CHARACTERIZATION AND SYNTHESIS OF GRADED COPPER-ALUMINA COMPOSITES BY POWDER METALLURGY & EXPLOSIVE FORMING TECHNIQUE

Abstract

Specific and complex application of parts require materials that can fulfill the desired requirement. Gradient materials, well known functionally gradient materials (FGMs), are used for such applications where common materials can not yield satisfactory results. In the present work, powder metallurgy and explosive forming techniques have been used to synthesize a Cu/A1203 gradient composite. In the powder metallurgy technique, powders were mixed in ball mill followed by hand mixing with addition of camphor as a binder. These mixed powders were compacted using 25kg load. Each pellet consisted of four layers differing in Alumina content from 1% to 10%. After preheating, sintering of pellets was done in vacuum. Sintering cycles were 1000°C for 2hr, 3hr and 4hr respectively and 800°C for 3hr, 6hr and 9hr respectively. 1000°C specimens show maximum electrical conductivity (54.1 %IACS). 800°C specimens show lower conductivity but higher density than 1000°C specimens.

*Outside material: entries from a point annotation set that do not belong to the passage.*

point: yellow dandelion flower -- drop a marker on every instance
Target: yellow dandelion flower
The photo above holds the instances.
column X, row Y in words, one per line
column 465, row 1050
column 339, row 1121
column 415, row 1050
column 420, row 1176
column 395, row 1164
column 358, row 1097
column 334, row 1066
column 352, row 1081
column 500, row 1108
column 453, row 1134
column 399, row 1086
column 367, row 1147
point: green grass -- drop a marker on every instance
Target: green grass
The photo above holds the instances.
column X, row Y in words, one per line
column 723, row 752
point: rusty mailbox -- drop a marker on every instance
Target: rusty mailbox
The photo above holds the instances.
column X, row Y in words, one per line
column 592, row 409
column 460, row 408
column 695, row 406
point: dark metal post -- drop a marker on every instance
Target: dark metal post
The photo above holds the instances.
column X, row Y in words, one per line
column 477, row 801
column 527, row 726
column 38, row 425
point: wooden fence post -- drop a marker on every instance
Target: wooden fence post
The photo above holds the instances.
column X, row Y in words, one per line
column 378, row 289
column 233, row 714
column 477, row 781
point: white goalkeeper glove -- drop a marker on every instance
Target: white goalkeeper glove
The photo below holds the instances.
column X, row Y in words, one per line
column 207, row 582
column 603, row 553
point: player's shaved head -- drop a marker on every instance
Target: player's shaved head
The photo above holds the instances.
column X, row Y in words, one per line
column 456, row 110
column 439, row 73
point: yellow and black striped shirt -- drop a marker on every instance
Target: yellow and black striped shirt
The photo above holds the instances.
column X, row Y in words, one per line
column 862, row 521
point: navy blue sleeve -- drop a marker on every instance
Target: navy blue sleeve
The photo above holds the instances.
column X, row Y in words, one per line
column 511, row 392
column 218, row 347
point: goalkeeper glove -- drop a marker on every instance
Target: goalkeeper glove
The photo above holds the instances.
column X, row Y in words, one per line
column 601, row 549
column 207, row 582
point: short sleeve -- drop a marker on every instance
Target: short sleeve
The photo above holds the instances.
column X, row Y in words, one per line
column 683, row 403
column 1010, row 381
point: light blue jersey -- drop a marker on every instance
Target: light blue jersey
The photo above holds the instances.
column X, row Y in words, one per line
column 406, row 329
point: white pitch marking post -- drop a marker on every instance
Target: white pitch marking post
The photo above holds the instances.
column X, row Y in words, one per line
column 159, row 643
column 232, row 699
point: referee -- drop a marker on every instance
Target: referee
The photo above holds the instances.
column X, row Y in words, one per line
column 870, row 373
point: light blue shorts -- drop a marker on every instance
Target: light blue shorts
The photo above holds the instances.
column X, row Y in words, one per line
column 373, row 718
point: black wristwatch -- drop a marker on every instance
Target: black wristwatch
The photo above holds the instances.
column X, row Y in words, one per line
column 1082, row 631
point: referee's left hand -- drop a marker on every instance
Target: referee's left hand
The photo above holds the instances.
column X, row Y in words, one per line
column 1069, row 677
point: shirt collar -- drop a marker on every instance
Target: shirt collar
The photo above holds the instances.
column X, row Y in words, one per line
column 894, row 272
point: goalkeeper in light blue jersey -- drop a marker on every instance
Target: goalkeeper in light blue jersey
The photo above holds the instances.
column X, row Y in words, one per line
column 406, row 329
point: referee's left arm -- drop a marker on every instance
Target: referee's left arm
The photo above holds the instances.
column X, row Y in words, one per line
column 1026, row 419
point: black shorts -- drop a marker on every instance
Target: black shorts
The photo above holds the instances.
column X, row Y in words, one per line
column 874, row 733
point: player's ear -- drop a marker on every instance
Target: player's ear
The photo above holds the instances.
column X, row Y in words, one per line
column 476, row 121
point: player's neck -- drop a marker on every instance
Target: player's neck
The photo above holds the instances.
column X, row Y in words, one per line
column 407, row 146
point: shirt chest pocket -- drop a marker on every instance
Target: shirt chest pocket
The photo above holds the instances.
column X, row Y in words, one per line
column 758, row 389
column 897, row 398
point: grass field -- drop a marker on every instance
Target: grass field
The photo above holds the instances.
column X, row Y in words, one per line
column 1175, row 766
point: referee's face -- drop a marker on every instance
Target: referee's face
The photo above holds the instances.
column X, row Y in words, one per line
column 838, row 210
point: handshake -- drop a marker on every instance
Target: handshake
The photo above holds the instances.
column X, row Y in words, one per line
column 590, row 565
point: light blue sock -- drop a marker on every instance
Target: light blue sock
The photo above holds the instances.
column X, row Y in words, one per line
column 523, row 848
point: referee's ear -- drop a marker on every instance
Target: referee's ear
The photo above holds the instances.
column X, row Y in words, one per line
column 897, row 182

Scattering in hardness was found during measurement. Characterization was done using optical microscopy and SEM. In the explosive forming technique, two tubes of 40mm and 55mm inner diameter and 3mm thickness were used. Mixed powders were filled in 40mm inner diameter tube. Alumina content in successive layers varied from 0% to 100% in one specimen and 1% to 6% in another specimen. This filled tube was kept inside the 55mm inner diameter tube. This assembly was exploded and was characterized in a similar way as used in powder metallurgy specimens. Density of specimen obtained was 8.20 g/cm3. Due to presence of porosity it shows no electrical conductivity. The objective of this work is to synthesis a graded material whose one end would be insulator and other end would be conductor.